Laboratory of Biophysical Chemistry, University of Groningen, 9717 GA Groningen, The Netherlands.
European Synchrotron Radiation Facility, 38043 Grenoble, France.
Int J Mol Sci. 2020 Jan 30;21(3):915. doi: 10.3390/ijms21030915.

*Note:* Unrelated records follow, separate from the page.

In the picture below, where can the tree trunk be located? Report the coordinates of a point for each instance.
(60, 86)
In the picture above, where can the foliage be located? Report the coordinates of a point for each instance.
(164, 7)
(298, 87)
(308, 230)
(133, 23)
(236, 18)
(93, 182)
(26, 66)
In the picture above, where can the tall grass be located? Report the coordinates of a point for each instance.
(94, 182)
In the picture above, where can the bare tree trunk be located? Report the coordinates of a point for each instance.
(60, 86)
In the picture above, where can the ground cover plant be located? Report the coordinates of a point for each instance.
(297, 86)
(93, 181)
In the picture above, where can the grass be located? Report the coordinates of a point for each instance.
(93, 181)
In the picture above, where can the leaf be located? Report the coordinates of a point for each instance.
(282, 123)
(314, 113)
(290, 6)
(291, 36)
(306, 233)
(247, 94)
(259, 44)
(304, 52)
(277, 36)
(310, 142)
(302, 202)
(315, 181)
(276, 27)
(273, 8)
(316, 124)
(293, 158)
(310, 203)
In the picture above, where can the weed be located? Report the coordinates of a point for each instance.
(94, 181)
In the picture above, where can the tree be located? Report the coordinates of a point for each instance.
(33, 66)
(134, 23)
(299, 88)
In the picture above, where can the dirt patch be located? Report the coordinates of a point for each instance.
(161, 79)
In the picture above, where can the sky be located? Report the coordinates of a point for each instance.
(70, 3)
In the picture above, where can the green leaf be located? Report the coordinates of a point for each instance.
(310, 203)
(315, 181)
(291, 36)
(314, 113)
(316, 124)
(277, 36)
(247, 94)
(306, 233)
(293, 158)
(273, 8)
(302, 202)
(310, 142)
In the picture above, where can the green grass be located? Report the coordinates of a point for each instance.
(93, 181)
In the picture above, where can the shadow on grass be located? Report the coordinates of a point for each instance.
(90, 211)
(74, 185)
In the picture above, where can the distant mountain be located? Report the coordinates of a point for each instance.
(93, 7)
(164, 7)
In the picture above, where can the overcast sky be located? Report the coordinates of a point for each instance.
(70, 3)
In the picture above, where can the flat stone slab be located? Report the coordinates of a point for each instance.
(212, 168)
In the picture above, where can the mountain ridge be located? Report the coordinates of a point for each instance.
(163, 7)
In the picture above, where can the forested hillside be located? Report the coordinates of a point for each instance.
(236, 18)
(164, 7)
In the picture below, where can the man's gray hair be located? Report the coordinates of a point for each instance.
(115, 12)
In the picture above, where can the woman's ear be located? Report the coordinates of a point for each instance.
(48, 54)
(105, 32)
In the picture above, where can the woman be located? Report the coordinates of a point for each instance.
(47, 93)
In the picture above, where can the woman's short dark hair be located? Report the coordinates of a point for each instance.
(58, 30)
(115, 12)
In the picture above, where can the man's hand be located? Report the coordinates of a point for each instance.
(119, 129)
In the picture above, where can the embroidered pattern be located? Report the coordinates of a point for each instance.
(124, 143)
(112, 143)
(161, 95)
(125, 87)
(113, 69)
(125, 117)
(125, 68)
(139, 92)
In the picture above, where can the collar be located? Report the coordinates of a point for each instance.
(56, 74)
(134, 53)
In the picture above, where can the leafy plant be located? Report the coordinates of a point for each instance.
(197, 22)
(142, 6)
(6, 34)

Tyrosinase-related protein 1 (TYRP1) is one of the three human melanogenic enzymes involved in the biosynthesis of melanin, a pigment responsible for the color of the skin, hair, and eyes. It shares high sequence identity with tyrosinase, but has two zinc ions in its active site rather than two copper ions as in tyrosinase. Typical tyrosinase inhibitors do not directly coordinate to the zinc ions of TYRP1. Here, we show, from an X-ray crystal structure determination, that phenylthiourea, a highly potent tyrosinase inhibitor, does neither coordinate the active site zinc ions, but binds differently from other structurally characterized TYRP1-inhibitor complexes. Its aromatic ring is directed outwards from the active site, apparently as a result from the absence of polar oxygen substituents that can take the position of water molecules bound in the active site. The compound binds via hydrophobic interactions, thereby blocking substrate access to the active site.
酪氨酸酶相关蛋白 1(TYRP1)是参与黑色素生物合成的三种人类黑色素生成酶之一,黑色素是决定皮肤、头发和眼睛颜色的色素。它与酪氨酸酶具有高度的序列同一性,但在其活性位点有两个锌离子,而不是酪氨酸酶中的两个铜离子。典型的酪氨酸酶抑制剂不能直接与 TYRP1 的锌离子配位。在这里,我们通过 X 射线晶体结构测定表明,苯硫脲是一种高效的酪氨酸酶抑制剂,它既不与活性位点的锌离子配位,也与其他结构特征明确的 TYRP1 抑制剂复合物不同。它的芳环从活性位点向外定向,显然是由于缺乏可以取代结合在活性位点的水分子的极性氧取代基。该化合物通过疏水相互作用结合,从而阻止底物进入活性位点。